México. La Comisión Nacional de Derechos Humanos (CNDH) dijo hoy que funcionarios de la fiscalía del Estado de México habrían torturado a testigos del caso Tlatlaya, en el que 22 civiles murieron a manos de militares el 30 de junio de 2014.

"Personal de la Procuraduría (de Justicia) del Estado de México habría incurrido en conductas de tortura, incluso dos mujeres que fueron procesadas y que por fortuna están libres no tenían nada que ver con las personas que estaban en esa bodega" de Tlatlaya, dijo a la emisora MVS el presidente de la CNDH, Luis Raúl González.

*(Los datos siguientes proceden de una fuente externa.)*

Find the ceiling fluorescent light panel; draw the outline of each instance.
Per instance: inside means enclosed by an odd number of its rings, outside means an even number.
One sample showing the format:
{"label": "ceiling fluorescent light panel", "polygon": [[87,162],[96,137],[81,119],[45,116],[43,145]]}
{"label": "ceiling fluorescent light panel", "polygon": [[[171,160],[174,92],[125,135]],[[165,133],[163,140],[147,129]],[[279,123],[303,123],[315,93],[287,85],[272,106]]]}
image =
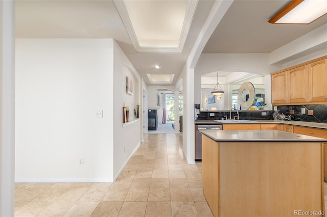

Las actuaciones que los funcionarios dijeron haber realizado "no se correspondieron con lo que después identificó la CNDH", apuntó.

"Por ejemplo, los peritajes no señalaban precisamente lo que después se corroboró de que (...) se había alterado la escena del crimen, que había habido muertes arbitrarias", afirmó.

El ombudsman también indicó que serán cuidadosos y verificarán la investigación que realiza por el caso la Procuraduría del Estado de México para que "no quede nada en la impunidad".

Según la fiscalía nacional, en el tiroteo murieron 14 personas y las ocho restantes fueron asesinadas por tres de los soldados que participaron en la operación después de haberse rendido, pero la CNDH estimó en 15 las ejecuciones extrajudiciales.

La fiscalía estatal informó ayer que investiga a "alrededor de veinte" de sus funcionarios, entre ellos agentes del Ministerio Público y peritos en diversas disciplinas.

El diario El Universal publicó este jueves detalles de un informe de la CNDH que contiene declaraciones de tres testigos del caso que fueron víctimas de tortura, maltrato, intimidación e incomunicación. De acuerdo con el reporte, a una de las mujeres se les obligó a firmar una declaración, cuyo contenido desconoce, para evitar que la violaran.

El informe también da cuenta del trato inhumano que sufrieron las testigos, que afectó la integridad física y moral de una de ellas.

Esta semana la CNDH modificó la clasificación de su expediente del caso Tlatlaya como investigación de "violaciones graves" a derechos humanos, lo que no cambia sus recomendaciones emitidas en octubre pasado.

El organismo público concluyó en octubre que en este caso se cometieron delitos como "privación arbitraria de la vida, uso arbitrario de la fuerza, tortura y tratos inhumanos, así como actos violatorios de los derechos a la verdad y al acceso a la justicia".

Por ello, recomendó la reparación del daño a los familiares de las víctimas, atención médica y psicológica a los sobrevivientes y estricto cumplimiento al manual del uso de la fuerza.

En un principio, la Secretaría de la Defensa informó que los 22 civiles, presuntos miembros de una banda de secuestradores, habían fallecido en un enfrentamiento con militares.

Sin embargo, dicha versión fue cuestionada por una testigo que reveló que sólo uno de los civiles había muerto en el choque armado y los demás habían sido asesinados por los soldados después de ser sometidos a un interrogatorio.

Según la fiscalía nacional, en el tiroteo murieron 14 personas y las ocho restantes fueron asesinadas por tres de los soldados que participaron en la operación después de haberse rendido, pero la CNDH estimó en 15 las ejecuciones extrajudiciales.

Siete militares son procesados por estos hechos. Todos por ejercicio indebido de servicio público, tres de ellos además por abuso de autoridad, homicidio calificado, alteración ilícita del lugar donde ocurrieron los hechos y un oficial por encubrimiento.